On Monday, the British Chancellor of the Exchequer George Osborne said Britain’s share would be around £7 billion, or $11 billion, via bilateral aid to Ireland as well as through its I.M.F. commitments.
“We are not part of the euro and don’t want to be part of the euro,” Mr. Osborne told the BBC. “But Ireland is our very closest economic neighbor so I judged it to be in our national interest to be part of the international efforts to help the Irish.”
In early trading Monday, the Euro Stoxx 50 index, a barometer of euro zone blue chips, rose 0.8 percent, while the FTSE 100 index in London rose 0.6 percent. The euro rose to $1.3747 from $1.3673 late Friday in New York.
Bond prices reacted positively as well. The Irish 10-year yield fell 18 basis points, but — at 7. 73 percent — still carried a hefty premium to the comparable German bond, the European benchmark, which ticked up 2 basis points to 2.72 percent.
“It’s a step in the right direction,” Henk Potts, a fund manager at Barclays Stockbrokers in London, said of the Ireland rescue, “but we need to see more detail,” particularly on how much money is actually on the table and how it will be distributed. Those details will be worked out over the coming days.
“E.U. officials may have won the battle,” Mr. Potts said, “but the war is still to be fought.”
The Irish finance minister, Brian Lenihan, said Monday that the rescue package could quickly put the nation back on course to borrow money in international bond markets.
“The view in the discussions to date has been that the provision of this large facility may enable Ireland to return to the bond markets very quickly,” Mr. Lenihan told the Irish national broadcaster RTE on Monday.
The loans to Ireland were necessary in large part because of the faltering state of the nation’s banking system, underscoring the extent to which ailing banks remain a threat to recovery two years after the financial crisis rippled through economies and pressured banks around the world into accepting bailouts.
Ireland’s aid will come from a rescue mechanism worth roughly $1 trillion that was set up in May by the E.U. and the I.M.F. to help euro zone countries spiraling toward default.
Government officials hope that the large commitment of money will calm investors and keep the crisis from spreading to Portugal and even Spain. It was fear of a market panic and looming contagion that prompted officials to press Ireland to accept aid early before its debt problem got out of control.
Some economists point out that the yields Greece must pay on its bonds are higher now than before its rescue, raising concerns that confidence in the fiscal health of troubled countries remains low.
Others, however, say that decisive action is what is needed to shift momentum toward recovery. “This may be an inflection point, when we stop digging a hole and start creating the conditions for reversing where we have slipped to,” said Pat Cox, an economist and former president of the European Parliament.

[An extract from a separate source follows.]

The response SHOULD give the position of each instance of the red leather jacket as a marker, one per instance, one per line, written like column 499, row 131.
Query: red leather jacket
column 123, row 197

Prime Minister Brian Cowen said at a news conference on Sunday night that there would be two funds. One will back up the country’s failing banks, and another will allow Ireland to continue government operations without turning to the bond markets for help, something Dublin has said it cannot afford. The package should allow Ireland to operate without funds from the markets for as long as three years.
The request for help was a humbling turnabout for Ireland, which just last week was insisting it could manage its own finances. It does not view itself as being as profligate or irresponsible as Greece was in running up deficits, and has been preparing a four-year budget plan filled with sharp cutbacks that is intended to reduce its deficit to 3 percent, from 32 percent, of gross domestic product.
The much-anticipated step gave a lift Monday to global stocks, although details of how the multibillion-euro package will work have yet to be worked out.